Блэкпуль былъ человѣкъ спокойнаго характера, рѣдко водившій компанію съ другими рабочими и привычный оставаться наединѣ со своими думами. Никогда не сознавалъ онъ раньше, какъ была сильна въ немъ потребность постояннаго общенія съ людьми, какъ онъ нуждался въ дружескомъ кивкѣ головы, въ привѣтливомъ взглядъ и словѣ; онъ и не подозрѣвалъ, какую отраду вливали въ его душу капля за каплей всѣ эти мелочи. Онъ не могъ себѣ представитъ, какъ трудно отдѣлить въ своемъ собственномъ сознаніи эту отчужденнось это всѣхъ, отъ унизительнаго чувства стыда и безчестія.

Первые четыре дня испытанія показались ему такими безконечно долгими и тягостными, что онъ началъ ужасаться своего дальнѣйшаго будущаго. Все это время онъ не только не видѣлъ Рэчели, но даже всячески избѣгалъ съ ней встрѣчи; хотя ему и было извѣстно, что суровое запрещеніе еще не распространялось на фабричныхъ работницъ, однако, замѣтилъ, что нѣкоторыя изъ нихъ стали относиться къ нему иначе, и боялся за Рэчель, опасаясь, чтобъ ее не постигла та же участь, еслибъ ихъ увидѣли вмѣстѣ. Такимъ образомъ прожилъ онъ эти дни въ полномъ одиночествѣ, ни съ кѣмъ не разговаривая, какъ вдругъ, возвращаясь вечеромъ съ фабрики домой, былъ немало удивленъ при видѣ какого-то бѣлобрысаго юноши, подошедшаго къ нему на улицѣ.

-- Ваше имя Блэкпуль, не такъ ли?-- спросилъ тотъ.

Стефена бросило въ краску, когда онъ машинально обнажилъ голову въ знакъ благодарности, что съ нимъ заговорили, или просто въ замѣшательствѣ отъ такой неожиданности. Онъ прикинулся, будто поправляетъ подкладку въ шляпѣ, и отвѣчалъ:

-- Да.

-- Вы тотъ рабочій, отъ котораго отвернулись товарищи?-- продолжалъ бѣлобрысый. (Онъ былъ не кто иной, какъ Битцеръ).

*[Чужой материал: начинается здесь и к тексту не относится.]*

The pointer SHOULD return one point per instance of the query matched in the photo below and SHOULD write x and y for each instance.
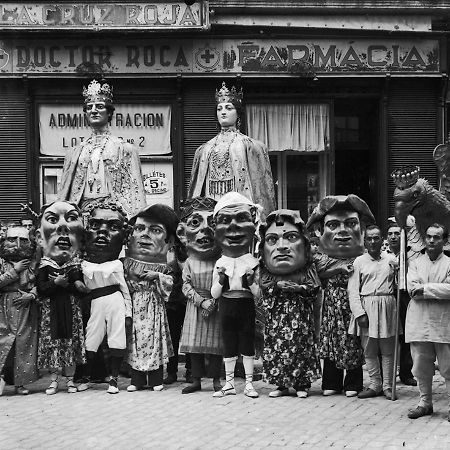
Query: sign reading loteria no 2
(167, 15)
(197, 56)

Стефенъ снова отвѣтилъ утвердительно.

-- Ну, я сразу догадался, потому что всѣ какъ будто сторонятся отъ васъ. Мистеръ Баундерби желаетъ съ вами потолковать. Навѣрно, вы знаете, гдѣ онъ живетъ?

Въ третій разъ Стефенъ односложно отвѣтилъ:

-- Да.

-- Тогда ступайте прямо къ нему, слышите?-- сказалъ Битецеръ. Васъ тамъ ожидаютъ; вамъ стоитъ только назвать лакею свое имя. Я служу въ банкѣ; значитъ, если вы отправитесь туда сейчасъ же одинъ (потому что мнѣ было велѣно васъ привести), то избавите меня отъ лишней ходьбы.

Стефенъ, путъ котораго лежалъ въ противоположную сторону, повернулъ назадъ и пошелъ съ покорностью подчиненнаго къ красному кирпичному замку великана Баундерби.